FHM publisher Rimi Atwal said the sales drop for FHM was balanced by an increase in the number of readers accessing the magazine’s website, buying its mobile phone content or watching FHM TV, saying the publisher was creating a "virtuous conversation between platforms".

She added: "Everyone knows that audiences are fragmenting across media platforms. Our strategy is a brand strategy, and although the heart of it is the magazine, we’ve had the foresight to invest in where the market is going."

The magazine’s own monitoring of its reader reach across all platforms was "more sophisticated" than the ABC figures, she added.

Of the classic men’s monthlies, only IPC’s relaunched Loaded showed a respectable rise — of 5.4 per cent year on year — although rivals have argued the income from the extra sales might not be enough to cover the cost of a price cut and heavy promotion.

But editor Martin Daubney said: "The fact is that we’re up and they’re down. FHM is the Heinz baked beans or Andrex of the men’s market. And Maxim defines itself by what it hates — what does it like?"

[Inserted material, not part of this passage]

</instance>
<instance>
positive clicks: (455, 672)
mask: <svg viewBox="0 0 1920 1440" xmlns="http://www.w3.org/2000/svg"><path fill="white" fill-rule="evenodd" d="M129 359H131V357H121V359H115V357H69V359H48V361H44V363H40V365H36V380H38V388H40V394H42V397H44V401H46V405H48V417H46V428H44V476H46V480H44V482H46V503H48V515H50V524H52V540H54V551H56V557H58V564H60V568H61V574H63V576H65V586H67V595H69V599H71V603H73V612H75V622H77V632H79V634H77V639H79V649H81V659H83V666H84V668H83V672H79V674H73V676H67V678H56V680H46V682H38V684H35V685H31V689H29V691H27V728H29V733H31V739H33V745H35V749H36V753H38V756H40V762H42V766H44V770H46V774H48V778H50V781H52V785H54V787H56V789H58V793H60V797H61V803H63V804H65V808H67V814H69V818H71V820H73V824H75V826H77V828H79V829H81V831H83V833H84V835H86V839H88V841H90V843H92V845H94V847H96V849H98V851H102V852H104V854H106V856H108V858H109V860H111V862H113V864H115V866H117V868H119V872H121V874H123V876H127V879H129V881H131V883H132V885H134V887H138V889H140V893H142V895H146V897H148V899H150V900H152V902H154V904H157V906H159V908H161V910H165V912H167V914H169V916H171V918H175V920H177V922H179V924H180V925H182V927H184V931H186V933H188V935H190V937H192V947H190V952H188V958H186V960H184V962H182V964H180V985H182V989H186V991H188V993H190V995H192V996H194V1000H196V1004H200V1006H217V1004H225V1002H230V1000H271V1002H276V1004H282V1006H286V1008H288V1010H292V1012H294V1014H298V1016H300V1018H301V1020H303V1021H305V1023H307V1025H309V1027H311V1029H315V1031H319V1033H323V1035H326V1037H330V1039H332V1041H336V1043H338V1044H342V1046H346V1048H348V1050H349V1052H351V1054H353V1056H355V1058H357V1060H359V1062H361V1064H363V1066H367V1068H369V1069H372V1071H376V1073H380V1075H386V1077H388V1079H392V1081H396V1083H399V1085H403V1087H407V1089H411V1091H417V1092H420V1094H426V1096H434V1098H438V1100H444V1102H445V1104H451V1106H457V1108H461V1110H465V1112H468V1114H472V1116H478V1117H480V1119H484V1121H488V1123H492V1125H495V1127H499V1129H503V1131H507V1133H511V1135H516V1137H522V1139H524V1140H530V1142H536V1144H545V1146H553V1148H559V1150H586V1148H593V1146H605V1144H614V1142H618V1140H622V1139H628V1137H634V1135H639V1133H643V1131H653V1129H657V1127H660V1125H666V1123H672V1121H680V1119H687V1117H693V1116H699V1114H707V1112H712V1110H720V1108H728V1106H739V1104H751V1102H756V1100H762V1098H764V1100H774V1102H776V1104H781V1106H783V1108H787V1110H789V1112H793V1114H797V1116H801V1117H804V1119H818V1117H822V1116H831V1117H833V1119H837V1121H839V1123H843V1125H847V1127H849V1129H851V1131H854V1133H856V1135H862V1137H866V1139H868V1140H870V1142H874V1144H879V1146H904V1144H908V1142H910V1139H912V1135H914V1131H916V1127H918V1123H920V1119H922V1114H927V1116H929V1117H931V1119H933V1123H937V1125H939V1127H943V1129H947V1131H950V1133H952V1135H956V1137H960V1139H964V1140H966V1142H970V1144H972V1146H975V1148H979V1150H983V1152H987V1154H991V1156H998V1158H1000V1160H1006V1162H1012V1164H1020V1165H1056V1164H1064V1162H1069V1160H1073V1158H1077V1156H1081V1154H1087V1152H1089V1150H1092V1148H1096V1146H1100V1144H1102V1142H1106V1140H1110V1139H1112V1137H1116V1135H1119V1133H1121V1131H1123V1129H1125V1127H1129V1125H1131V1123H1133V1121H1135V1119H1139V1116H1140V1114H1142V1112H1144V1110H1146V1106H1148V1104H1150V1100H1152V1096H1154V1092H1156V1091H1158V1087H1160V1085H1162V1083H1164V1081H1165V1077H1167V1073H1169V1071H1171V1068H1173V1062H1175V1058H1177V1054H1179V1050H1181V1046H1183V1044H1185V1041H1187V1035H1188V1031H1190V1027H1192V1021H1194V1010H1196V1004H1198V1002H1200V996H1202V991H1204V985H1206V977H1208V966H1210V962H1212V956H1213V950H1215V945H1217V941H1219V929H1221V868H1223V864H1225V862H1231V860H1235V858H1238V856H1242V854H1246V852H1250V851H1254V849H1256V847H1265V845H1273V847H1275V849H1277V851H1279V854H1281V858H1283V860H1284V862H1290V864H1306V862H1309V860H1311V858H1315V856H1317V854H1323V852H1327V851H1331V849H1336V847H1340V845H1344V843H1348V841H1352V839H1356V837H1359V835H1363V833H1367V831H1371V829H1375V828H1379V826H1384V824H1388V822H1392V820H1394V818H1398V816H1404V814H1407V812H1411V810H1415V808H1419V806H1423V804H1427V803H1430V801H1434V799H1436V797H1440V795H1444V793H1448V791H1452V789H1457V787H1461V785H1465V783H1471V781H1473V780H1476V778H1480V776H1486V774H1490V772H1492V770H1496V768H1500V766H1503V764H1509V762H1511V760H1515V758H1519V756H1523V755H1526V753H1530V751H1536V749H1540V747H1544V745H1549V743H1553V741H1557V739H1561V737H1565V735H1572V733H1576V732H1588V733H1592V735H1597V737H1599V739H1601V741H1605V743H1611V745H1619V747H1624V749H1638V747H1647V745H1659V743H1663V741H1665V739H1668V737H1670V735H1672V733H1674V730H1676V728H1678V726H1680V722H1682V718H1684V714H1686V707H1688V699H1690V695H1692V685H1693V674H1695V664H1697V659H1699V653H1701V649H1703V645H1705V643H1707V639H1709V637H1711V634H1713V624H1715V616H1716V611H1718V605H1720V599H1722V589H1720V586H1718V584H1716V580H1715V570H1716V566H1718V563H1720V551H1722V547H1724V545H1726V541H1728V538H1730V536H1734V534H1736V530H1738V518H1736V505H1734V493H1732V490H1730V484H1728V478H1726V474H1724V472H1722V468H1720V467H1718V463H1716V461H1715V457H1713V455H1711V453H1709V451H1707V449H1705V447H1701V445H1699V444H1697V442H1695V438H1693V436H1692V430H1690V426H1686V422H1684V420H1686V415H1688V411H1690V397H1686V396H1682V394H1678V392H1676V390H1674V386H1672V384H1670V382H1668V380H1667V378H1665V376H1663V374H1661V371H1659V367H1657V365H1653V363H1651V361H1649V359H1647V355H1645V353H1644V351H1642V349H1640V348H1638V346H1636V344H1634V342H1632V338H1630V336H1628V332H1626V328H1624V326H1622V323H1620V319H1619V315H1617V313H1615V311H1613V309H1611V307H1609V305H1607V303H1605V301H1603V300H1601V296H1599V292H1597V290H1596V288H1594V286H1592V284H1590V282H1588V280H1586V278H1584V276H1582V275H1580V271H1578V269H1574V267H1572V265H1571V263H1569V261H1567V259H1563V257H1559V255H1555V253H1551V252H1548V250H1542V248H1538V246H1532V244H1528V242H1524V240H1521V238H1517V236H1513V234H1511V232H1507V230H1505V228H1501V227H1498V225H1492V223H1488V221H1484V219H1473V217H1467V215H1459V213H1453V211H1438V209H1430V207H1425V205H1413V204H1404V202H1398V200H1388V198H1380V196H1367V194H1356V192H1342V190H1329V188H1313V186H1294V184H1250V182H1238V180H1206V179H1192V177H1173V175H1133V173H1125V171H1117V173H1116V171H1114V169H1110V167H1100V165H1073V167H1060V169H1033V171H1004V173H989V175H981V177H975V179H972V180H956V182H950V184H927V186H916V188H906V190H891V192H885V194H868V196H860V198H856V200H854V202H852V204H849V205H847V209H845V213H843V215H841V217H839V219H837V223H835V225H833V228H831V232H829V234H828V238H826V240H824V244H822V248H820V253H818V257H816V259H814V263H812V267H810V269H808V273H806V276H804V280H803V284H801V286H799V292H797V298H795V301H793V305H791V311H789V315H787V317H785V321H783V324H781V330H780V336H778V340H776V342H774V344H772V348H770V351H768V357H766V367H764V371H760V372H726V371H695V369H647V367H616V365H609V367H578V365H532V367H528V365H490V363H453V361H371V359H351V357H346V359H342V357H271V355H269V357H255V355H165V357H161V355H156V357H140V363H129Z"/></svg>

Elsewhere in the sector, NatMags’s Men’s Health leapfrogged Loaded to reach second place in the monthly market, with its eighth consecutive yearon- year increase.

Editor Morgan Rees said: "The days of Men’s Health being something people bought when they just needed to lose some weight are long gone.

"We are a brand that our readers trust to make their lives better across the board, whether that’s in the workplace, the gym or the restaurant, and the broader we make our remit, the more popular we seem to be."